Some time ago (2006 ?) I sat down to "upgrade" from TW 1.9.4 to TiVoWeb Plus but after much pre-install information searching decided against.

If I remember correctly...

1. There were numerous stability issues with TWP on UK series 1 TiVo's.
2. A lot of the "standard" TiVoWeb modules don't work on TWP.
3. A lot of the extra features of TWP didn't appear to offer anything I would be interested in using.


----------



## Pete77 (Aug 1, 2006)

In my experience TivoWeb 1.9.4 and TivoWebPlus 2.1 both have their respective advantages for doing different things. I tend to use Tivoweb 1.9.4 day to day but TivoWebPlus 2.1 for some things (a major reorganisation of Channels I Receive for instance).

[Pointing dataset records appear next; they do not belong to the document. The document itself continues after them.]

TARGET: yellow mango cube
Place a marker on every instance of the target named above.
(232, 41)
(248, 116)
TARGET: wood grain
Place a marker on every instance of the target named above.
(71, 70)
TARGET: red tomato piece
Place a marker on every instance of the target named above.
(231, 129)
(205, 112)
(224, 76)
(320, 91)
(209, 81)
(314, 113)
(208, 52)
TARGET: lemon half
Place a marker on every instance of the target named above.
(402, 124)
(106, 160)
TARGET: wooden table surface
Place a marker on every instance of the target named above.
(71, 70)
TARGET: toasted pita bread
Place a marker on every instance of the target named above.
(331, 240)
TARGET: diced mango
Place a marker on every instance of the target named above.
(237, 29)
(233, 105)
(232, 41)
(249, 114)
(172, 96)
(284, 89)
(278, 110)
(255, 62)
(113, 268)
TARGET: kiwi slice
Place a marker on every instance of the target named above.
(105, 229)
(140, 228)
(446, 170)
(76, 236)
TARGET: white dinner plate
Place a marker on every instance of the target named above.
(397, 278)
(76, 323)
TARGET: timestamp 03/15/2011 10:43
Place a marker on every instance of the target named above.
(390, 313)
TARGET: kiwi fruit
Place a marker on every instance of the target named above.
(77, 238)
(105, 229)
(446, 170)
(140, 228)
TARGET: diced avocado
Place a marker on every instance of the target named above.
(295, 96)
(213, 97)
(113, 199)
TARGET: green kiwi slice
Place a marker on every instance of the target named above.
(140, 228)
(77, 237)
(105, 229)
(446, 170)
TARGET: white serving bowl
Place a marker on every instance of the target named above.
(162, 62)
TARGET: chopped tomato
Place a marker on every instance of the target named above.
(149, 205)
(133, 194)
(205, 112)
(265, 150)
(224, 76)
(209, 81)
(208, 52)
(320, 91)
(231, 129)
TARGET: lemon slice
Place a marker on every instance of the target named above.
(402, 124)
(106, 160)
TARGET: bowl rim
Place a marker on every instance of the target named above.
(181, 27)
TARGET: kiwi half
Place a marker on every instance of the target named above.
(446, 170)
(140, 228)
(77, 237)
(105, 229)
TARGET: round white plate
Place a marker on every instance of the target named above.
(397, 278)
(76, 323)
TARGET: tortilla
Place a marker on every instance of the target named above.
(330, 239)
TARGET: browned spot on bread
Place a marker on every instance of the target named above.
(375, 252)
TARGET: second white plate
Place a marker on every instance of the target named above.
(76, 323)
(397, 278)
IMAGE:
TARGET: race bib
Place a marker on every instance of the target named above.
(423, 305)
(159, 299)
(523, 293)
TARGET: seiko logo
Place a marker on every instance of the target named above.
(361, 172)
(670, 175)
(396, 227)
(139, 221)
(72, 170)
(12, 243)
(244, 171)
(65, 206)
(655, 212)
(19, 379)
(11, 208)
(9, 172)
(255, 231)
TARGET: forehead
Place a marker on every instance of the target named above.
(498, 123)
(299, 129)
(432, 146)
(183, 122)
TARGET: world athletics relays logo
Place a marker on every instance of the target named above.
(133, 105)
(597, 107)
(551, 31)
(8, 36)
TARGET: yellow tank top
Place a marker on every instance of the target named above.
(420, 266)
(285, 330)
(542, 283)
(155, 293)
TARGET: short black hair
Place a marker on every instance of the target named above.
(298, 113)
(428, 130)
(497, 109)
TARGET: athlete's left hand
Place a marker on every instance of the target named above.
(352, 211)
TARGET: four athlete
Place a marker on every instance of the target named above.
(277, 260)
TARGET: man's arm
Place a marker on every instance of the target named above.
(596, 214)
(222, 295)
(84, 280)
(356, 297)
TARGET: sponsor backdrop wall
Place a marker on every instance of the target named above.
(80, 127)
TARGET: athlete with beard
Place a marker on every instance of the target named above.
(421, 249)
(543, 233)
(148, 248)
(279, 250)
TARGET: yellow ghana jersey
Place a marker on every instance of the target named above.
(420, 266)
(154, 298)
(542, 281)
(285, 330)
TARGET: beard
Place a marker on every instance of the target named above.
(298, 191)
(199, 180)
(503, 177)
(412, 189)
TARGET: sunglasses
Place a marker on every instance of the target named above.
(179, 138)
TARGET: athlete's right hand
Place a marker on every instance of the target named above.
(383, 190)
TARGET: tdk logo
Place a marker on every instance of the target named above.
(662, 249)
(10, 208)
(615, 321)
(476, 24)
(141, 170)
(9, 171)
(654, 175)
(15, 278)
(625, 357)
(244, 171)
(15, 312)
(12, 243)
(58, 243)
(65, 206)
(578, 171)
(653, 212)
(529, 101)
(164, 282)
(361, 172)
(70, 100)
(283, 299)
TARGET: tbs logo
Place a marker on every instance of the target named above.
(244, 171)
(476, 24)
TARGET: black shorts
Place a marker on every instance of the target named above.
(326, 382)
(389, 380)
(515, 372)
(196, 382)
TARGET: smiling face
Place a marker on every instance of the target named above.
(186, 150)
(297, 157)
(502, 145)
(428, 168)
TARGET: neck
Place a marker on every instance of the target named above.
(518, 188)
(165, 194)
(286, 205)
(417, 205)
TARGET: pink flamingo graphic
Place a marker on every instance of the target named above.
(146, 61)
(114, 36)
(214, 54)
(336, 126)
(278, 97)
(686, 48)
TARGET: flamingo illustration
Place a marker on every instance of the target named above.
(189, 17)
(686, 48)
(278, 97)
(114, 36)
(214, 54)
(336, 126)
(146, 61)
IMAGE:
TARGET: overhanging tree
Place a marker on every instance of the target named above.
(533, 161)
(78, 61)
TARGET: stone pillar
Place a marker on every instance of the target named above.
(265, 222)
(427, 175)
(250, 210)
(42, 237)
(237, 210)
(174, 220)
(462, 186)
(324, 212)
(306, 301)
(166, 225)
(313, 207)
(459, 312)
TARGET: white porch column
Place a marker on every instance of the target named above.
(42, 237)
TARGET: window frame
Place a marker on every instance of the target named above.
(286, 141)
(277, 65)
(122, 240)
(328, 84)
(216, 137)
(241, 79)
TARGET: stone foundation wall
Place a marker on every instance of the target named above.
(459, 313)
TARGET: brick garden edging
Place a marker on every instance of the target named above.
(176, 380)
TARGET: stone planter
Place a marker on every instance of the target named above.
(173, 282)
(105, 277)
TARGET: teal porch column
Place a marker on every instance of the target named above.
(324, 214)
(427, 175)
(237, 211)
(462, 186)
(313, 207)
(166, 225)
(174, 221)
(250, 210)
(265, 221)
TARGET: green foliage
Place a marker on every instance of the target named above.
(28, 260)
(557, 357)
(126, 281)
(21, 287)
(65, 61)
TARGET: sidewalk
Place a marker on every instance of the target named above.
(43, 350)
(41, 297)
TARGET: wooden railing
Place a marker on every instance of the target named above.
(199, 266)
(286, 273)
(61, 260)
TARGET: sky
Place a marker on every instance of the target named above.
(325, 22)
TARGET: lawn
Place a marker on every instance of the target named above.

The best bet is to install them both in different directories on the Tivo and set the Tivo to boot up loading Tivoweb 1.9.4 (in rc.sysinit.author or rc.sysinit.author.edit) but then also install the respective appropriate www.tivohackman.com module for each Tivoweb version (a different version is appropriate for Tivoweb 1.9.4 compared to TivoWebPlus 2.1) and then use the Hackman module to switch between the two versions when you need to. You don't want to run them both in memory at the same time as it overloads the Tivo's memory and tends to cause reboots.

However there are a large number of add on modules for Tivoweb 1.9.4 listed on the Wikipedia page at http://en.wikipedia.org/wiki/Tivoweb and not all of these are emulated in terms of features built in TivoWebPlus 2.1 and the modules themselves for Tivoweb 1.9.4 won't run without modification under TivoWebPlus 2.1 and that is probably why you may want to end up wanting to have the capacity to run both versions on your machine.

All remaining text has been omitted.